It’s lights out and doors locked at 10 p.m. for restaurants and bars starting Friday, the first major rollback of loosened restrictions amid a second coronavirus wave in New York.

Governor Andrew Cuomo announced the new rule, which only allows for takeout orders after that time, as coronavirus cases across the city and state have continued to climb over the past few weeks. 

At the same time, the city is preparing to shut down in-person learning at all schools once the city’s seven-day coronavirus infection rate crosses the 3% threshold. With the number currently at 2.72%, Mayor Bill de Blasio said on Friday that schools may go fully remote as soon as Monday.

However, critics of the 10 p.m. restriction, which applies to any establishment with a liquor license, say it puts an undue burden on businesses without any evidence that it will effectively help curb the rising tide of infections in the city. Many also take issue with schools shutting down before other types of indoor activities are halted.

“We don't need to prioritize people getting their meals at a restaurant,” said Dr. Jennifer Lighter, an epidemiologist at New York University, about indoor dining. “What we need to prioritize is children having in-person school.”

Research has suggested that schools and children have not acted as COVID-19 superspreaders. And in New York City, randomized testing of more than 16,000 staff and students has not revealed any major outbreaks and has resulted in only 28 positive tests.

While experts like Dr. Lighter acknowledge that the 10 p.m. curfew is a step in the right direction—theoretically cutting down on social interactions where people might be more inebriated, and thus more likely to break public safety guidelines—it won’t solve the city’s growing coronavirus problem.

“I appreciate that we're conservative and that we're taking measures,” she said. “We're not Florida, where everybody's not wearing face masks. I like that New York City has a different culture, and that we use science and evidence, but we need to go the step further. And it's a little more granular than just stopping late-night activities.”

City Council member Mark Levine, chair of the Committee on Health, also thinks the 10 p.m. curfew isn’t an adequate measure to meet the challenges of this moment.

“It's not enough,” Levine said. “We're too far along. The second wave is here. Cases are rising at an alarming rate, and we need more dramatic action.”

He is pushing to shut down indoor dining altogether.

“The reasons are clear,” he said. “People generally can't wear masks because they're eating and drinking and doing a lot of talking and laughing in close quarters, usually in spaces with bad ventilation. It is clearly high risk for transmission of the coronavirus. And we've got to move quickly to limit in-person interactions indoors now, or we're going to be faced with much more difficult decisions in two weeks.”

And while restaurant owners say the restriction puts an undue burden on their businesses, which have been struggling to stay afloat over the past year, Levine thinks that staying fully open will only lengthen the economic crisis. But without direct financial assistance from the federal government in the form of a stimulus package, the city and state will have to make tough decisions to help out the struggling businesses.

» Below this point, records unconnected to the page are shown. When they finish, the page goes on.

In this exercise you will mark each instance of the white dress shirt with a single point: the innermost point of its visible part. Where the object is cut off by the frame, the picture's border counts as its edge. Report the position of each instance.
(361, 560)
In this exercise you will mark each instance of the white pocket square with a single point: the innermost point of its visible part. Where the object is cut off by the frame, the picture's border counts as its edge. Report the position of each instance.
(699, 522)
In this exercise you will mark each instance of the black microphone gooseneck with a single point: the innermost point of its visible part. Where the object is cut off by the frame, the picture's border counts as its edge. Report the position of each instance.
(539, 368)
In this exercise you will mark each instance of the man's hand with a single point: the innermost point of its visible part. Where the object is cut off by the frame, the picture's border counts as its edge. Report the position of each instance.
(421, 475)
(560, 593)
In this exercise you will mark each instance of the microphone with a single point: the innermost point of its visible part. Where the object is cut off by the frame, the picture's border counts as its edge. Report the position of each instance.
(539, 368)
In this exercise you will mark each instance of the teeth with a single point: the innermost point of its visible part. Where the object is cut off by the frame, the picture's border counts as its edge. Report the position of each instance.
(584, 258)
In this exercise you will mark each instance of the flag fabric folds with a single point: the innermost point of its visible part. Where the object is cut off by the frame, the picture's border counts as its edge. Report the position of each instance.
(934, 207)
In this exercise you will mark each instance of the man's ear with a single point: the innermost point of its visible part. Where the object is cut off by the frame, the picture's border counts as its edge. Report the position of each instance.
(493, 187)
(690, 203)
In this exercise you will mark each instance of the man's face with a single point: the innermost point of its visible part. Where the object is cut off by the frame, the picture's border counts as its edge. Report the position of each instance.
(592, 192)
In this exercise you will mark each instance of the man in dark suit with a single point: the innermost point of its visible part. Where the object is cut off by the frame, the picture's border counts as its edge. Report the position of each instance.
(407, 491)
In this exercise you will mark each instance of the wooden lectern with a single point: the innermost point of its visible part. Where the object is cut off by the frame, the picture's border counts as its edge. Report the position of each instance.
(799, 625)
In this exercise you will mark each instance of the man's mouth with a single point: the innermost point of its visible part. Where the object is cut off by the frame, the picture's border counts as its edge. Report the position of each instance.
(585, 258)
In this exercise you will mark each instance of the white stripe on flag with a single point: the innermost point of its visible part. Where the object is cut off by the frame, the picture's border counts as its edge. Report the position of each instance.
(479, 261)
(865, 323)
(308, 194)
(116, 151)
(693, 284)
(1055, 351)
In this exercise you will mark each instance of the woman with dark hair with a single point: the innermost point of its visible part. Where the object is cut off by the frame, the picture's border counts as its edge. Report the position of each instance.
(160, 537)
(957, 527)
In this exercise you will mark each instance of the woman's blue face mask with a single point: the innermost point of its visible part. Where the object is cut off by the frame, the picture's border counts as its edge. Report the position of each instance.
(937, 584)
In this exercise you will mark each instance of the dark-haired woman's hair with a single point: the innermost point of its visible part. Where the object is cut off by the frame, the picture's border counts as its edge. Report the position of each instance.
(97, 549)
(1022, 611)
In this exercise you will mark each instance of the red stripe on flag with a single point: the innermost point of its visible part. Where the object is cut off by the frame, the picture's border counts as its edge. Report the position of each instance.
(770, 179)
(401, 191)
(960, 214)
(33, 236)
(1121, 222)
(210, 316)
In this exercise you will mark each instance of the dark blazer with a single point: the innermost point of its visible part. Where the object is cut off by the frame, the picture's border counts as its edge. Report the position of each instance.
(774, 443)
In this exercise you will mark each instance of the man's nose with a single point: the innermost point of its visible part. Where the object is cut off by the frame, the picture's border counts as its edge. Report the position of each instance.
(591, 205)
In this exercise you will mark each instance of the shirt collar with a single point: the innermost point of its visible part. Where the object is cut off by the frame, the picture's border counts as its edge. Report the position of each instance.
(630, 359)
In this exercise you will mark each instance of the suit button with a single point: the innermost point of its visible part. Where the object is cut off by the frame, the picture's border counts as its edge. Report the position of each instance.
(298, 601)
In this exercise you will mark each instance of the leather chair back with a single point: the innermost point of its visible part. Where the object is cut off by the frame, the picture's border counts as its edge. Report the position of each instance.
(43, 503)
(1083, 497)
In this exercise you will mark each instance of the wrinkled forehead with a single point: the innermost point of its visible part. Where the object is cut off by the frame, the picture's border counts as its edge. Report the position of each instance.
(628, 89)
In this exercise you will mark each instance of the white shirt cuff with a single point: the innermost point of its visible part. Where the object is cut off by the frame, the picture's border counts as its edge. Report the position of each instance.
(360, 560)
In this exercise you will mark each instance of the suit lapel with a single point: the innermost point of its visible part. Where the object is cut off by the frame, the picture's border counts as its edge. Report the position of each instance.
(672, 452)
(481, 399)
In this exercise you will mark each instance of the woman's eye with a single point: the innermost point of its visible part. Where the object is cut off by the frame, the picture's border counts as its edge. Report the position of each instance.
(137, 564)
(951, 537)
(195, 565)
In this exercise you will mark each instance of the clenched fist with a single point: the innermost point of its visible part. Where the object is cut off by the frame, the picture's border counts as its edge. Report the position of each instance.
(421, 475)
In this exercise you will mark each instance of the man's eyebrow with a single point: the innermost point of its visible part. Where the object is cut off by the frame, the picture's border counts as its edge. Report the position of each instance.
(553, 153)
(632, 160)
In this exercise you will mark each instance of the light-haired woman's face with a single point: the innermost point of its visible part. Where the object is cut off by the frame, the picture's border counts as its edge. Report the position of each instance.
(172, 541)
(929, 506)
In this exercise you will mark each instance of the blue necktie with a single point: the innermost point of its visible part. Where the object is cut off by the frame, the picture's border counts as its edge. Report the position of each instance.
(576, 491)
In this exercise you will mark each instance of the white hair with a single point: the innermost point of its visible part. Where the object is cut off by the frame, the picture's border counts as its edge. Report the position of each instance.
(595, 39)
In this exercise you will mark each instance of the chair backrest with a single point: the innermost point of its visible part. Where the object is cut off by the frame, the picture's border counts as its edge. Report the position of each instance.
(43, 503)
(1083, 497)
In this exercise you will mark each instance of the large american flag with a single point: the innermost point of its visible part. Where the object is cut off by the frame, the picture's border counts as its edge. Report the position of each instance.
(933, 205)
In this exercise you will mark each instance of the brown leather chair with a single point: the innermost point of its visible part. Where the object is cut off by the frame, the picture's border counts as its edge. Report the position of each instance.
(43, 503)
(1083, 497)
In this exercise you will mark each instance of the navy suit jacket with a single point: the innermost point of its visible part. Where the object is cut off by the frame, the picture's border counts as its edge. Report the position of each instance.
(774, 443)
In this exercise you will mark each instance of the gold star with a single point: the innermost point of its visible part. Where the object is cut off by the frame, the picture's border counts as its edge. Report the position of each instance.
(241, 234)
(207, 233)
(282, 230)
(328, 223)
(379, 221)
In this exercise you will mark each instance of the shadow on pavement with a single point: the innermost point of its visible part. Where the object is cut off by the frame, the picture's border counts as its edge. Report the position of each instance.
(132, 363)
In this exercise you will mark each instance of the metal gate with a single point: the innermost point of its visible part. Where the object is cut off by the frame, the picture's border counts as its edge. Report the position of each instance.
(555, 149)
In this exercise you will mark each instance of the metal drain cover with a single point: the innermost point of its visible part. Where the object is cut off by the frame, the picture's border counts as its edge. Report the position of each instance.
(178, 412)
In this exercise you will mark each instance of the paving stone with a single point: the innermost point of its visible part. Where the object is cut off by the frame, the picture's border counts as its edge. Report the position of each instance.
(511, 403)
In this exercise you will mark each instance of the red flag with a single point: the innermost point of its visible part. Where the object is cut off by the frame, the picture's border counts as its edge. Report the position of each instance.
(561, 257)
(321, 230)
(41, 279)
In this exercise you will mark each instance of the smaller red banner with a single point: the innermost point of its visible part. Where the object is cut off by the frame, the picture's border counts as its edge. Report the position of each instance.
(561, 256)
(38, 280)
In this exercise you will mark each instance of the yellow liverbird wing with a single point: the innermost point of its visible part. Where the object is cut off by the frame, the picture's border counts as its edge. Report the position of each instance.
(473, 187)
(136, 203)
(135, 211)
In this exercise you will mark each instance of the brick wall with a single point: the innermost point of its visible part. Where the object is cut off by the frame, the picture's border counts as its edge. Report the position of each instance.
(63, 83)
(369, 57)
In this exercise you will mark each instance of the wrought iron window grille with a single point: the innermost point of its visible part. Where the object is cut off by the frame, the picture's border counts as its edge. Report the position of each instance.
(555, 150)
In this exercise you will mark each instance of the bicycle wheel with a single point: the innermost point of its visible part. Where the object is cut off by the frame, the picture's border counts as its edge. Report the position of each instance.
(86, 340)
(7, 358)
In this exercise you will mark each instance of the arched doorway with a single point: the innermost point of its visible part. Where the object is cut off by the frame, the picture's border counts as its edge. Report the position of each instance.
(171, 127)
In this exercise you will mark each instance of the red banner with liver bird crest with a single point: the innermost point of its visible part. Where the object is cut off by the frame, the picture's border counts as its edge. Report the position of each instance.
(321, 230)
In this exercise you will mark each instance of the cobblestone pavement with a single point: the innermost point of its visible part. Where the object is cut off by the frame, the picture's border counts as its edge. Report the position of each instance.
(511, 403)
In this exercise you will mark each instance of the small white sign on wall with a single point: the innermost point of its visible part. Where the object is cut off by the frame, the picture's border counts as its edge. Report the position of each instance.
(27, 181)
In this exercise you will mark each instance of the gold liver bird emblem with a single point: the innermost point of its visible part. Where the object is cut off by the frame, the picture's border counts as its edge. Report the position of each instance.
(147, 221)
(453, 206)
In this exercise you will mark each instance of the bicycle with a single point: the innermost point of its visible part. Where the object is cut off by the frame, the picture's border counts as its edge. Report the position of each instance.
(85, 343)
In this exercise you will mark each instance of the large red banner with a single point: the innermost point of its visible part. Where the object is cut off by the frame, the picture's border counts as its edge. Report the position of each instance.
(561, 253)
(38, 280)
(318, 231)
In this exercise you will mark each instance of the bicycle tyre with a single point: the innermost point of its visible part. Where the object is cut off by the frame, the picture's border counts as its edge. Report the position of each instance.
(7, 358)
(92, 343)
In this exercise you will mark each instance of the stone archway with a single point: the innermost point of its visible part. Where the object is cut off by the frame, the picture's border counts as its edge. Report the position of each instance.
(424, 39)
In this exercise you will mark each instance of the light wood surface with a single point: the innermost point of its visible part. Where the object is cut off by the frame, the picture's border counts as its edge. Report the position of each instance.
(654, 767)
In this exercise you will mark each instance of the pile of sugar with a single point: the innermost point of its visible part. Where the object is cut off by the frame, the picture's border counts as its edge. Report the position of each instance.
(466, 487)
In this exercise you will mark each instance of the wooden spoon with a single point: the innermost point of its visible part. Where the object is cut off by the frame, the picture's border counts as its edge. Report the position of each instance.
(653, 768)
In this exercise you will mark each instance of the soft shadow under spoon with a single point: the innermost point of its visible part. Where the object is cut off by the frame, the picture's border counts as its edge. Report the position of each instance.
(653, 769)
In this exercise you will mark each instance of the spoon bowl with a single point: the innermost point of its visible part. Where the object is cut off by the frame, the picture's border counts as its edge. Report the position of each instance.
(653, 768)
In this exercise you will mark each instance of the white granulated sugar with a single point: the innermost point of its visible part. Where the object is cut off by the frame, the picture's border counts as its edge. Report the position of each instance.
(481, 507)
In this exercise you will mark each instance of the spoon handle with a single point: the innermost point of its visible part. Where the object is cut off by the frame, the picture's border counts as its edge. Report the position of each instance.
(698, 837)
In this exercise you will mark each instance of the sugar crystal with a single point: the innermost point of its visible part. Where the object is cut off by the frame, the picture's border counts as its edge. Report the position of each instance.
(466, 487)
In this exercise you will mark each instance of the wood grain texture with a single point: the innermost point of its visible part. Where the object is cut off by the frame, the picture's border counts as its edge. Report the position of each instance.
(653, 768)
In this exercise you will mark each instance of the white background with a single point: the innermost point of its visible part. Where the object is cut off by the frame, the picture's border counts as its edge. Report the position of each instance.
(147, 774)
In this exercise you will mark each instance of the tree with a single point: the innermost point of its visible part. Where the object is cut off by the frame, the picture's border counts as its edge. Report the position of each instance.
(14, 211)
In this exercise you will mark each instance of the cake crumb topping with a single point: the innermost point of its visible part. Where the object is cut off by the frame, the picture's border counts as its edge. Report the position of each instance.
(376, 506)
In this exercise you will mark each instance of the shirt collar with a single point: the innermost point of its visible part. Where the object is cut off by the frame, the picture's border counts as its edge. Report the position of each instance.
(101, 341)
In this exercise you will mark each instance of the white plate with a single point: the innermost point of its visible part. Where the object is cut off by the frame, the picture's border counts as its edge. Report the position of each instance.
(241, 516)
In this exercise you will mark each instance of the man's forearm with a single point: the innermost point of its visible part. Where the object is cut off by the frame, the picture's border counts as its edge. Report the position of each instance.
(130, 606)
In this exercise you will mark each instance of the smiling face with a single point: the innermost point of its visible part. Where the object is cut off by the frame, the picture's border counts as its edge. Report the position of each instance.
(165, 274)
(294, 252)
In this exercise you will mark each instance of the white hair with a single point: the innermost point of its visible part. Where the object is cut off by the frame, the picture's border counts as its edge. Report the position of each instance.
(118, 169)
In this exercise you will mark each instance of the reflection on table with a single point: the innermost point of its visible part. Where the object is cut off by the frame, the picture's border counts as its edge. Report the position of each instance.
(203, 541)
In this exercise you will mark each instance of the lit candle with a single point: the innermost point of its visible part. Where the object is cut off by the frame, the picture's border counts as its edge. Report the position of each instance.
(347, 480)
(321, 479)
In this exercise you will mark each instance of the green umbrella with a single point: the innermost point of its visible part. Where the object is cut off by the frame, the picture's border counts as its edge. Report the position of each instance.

“We need direct financial assistance, and that will likely require the Biden-Harris administration to take office,” he said. “And that means we have a couple of months of desperation, and the city and the state are going to have to come up with funding, even if it means borrowing to help keep these businesses afloat. But allowing them to continue indoor dining, while it will be a short-term boost to their bottom line, it only makes it more likely that we'll need a full shutdown, a stay-at-home order in the weeks ahead, and no one wants to come to that. That will be even more economically devastating.”

According to Cuomo, more severe restrictions may go into effect depending on what the numbers show.

"These measures are appropriate at this point in time, in anticipation of what we see as potential spread,” he said this week, during one of his regular press conferences. “But these are all calibrations. Remember, restaurants [and] bars at one time were at zero, and then we started to open them up. Now that positivity rate is up, we’re starting to back off. If we don’t get the compliance, if the numbers don’t come down, we will back off more."

He also responded to the idea that economic activity and public safety are mutually exclusive. 

“It was never binary, economic activity or public health.it was always both,” he said. “You want economic activity to increase, you open the valve, you see the positivity rate going up... back off on the valve."

"Losing money hurts,” Cuomo said. “But money can be replaced. Losing a loved one hurts forever."